The final step in the process is demonstrating to a customer or project partner that an SoC is safe. Safety norms require that the involved projects undergo an independent assessment, with specific variants depending on the safety level. An independent auditor will be needed to verify the safety case, i.e. the collection of documents and work products that document a project has been properly executed, according to the relevant standard.
Considerations in developing safety critical SoCs
Many companies will adhere to international quality standards with an ISO 9001:2015 certificate that guarantees all the business activities are performed in line within rigorous processes. However, the compliance to safety standards, like ISO 26262 or IEC 61508, needs something more.
A key step in any safety critical ASIC or SoC is the selection of the EDA tools, for logic synthesis, simulation, physical implementation, and verification, which should have already passed the validation process requested by the governing standards.
Similarly, a V-shaped model should be adopted for developing safety critical SoCs, and adhered to from conception to final production. This will enable robust processes for documentation management, configuration management, and traceability, as well as ensuring strict hardware and software verification processes are in place, with dedicated approval meetings involving all the project stakeholders.
Every safety-critical project needs a thorough safety analysis process. The designer’s expertise plays a crucial role here, creating an understanding of what can go wrong in a circuit or IP block; putting in place the necessary mitigation strategies (Figure 3).
To ensure that the selected safety measures are effective, ISO 26262 (and all credible safety-related standards) require an additional step. In the case of a complex SoC, this is accomplished through the use of dedicated fault injection software tools. These allow the simulation of common faults that occur (both random faults and soft errors) and verify that they are properly detected and/or corrected in a way that would still produce safe system behavior.
By definition, SoCs include processing elements, such as MCUs or DSPs, and their behavior often relies on a software image coded inside the silicon die in the form of a ROM, OTP, or a similar integrated logic element. Debugging embedded software has always been a challenging activity, and this increases significantly when the code image is inside the silicon it's running on, making many traditional debugging tools less effective, or even unusable.
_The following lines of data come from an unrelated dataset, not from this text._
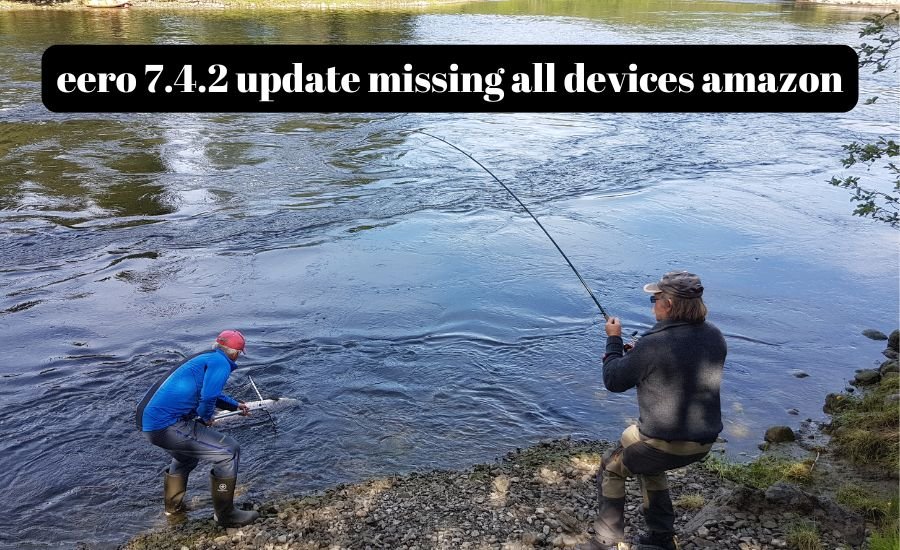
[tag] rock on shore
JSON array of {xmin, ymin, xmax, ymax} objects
[{"xmin": 123, "ymin": 438, "xmax": 865, "ymax": 550}]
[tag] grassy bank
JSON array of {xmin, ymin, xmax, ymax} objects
[
  {"xmin": 703, "ymin": 372, "xmax": 899, "ymax": 550},
  {"xmin": 829, "ymin": 373, "xmax": 900, "ymax": 471},
  {"xmin": 830, "ymin": 373, "xmax": 899, "ymax": 550}
]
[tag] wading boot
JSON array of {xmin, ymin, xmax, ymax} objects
[
  {"xmin": 638, "ymin": 488, "xmax": 678, "ymax": 550},
  {"xmin": 575, "ymin": 540, "xmax": 630, "ymax": 550},
  {"xmin": 163, "ymin": 469, "xmax": 188, "ymax": 516},
  {"xmin": 634, "ymin": 533, "xmax": 679, "ymax": 550},
  {"xmin": 210, "ymin": 473, "xmax": 259, "ymax": 527},
  {"xmin": 593, "ymin": 467, "xmax": 626, "ymax": 548}
]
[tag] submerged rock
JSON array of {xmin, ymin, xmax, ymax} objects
[
  {"xmin": 862, "ymin": 329, "xmax": 888, "ymax": 341},
  {"xmin": 764, "ymin": 426, "xmax": 796, "ymax": 443}
]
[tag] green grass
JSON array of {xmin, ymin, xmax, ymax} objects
[
  {"xmin": 870, "ymin": 524, "xmax": 900, "ymax": 550},
  {"xmin": 828, "ymin": 375, "xmax": 899, "ymax": 550},
  {"xmin": 867, "ymin": 495, "xmax": 900, "ymax": 550},
  {"xmin": 702, "ymin": 455, "xmax": 814, "ymax": 489},
  {"xmin": 835, "ymin": 484, "xmax": 895, "ymax": 521},
  {"xmin": 830, "ymin": 370, "xmax": 900, "ymax": 550},
  {"xmin": 829, "ymin": 375, "xmax": 900, "ymax": 472},
  {"xmin": 786, "ymin": 522, "xmax": 822, "ymax": 550},
  {"xmin": 673, "ymin": 493, "xmax": 705, "ymax": 510}
]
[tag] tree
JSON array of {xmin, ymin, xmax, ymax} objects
[{"xmin": 828, "ymin": 10, "xmax": 899, "ymax": 229}]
Instead, co-simulation models are required for the hardware and software to provide the developer with a holistic observation of the system’s behavior, even before the actual silicon is available.
Vendor verification is the last key aspect in developing safety critical systems. If your device will be used in applications governed by ISO 26262 or a similar standard, the silicon fabs and subcontractors you use must have a demonstrated capability to manufacture parts to automotive safety standards, and should use a communication flow with suppliers and customers that adheres to the strict rules relating to safety plans and development interface agreements (DIA).
As for the internal organization, a project-independent functional safety (FuSa) management structure is needed, which gives the necessary independence for establishing FuSa processes and provides the required training and support to all the engineers involved in safety critical products.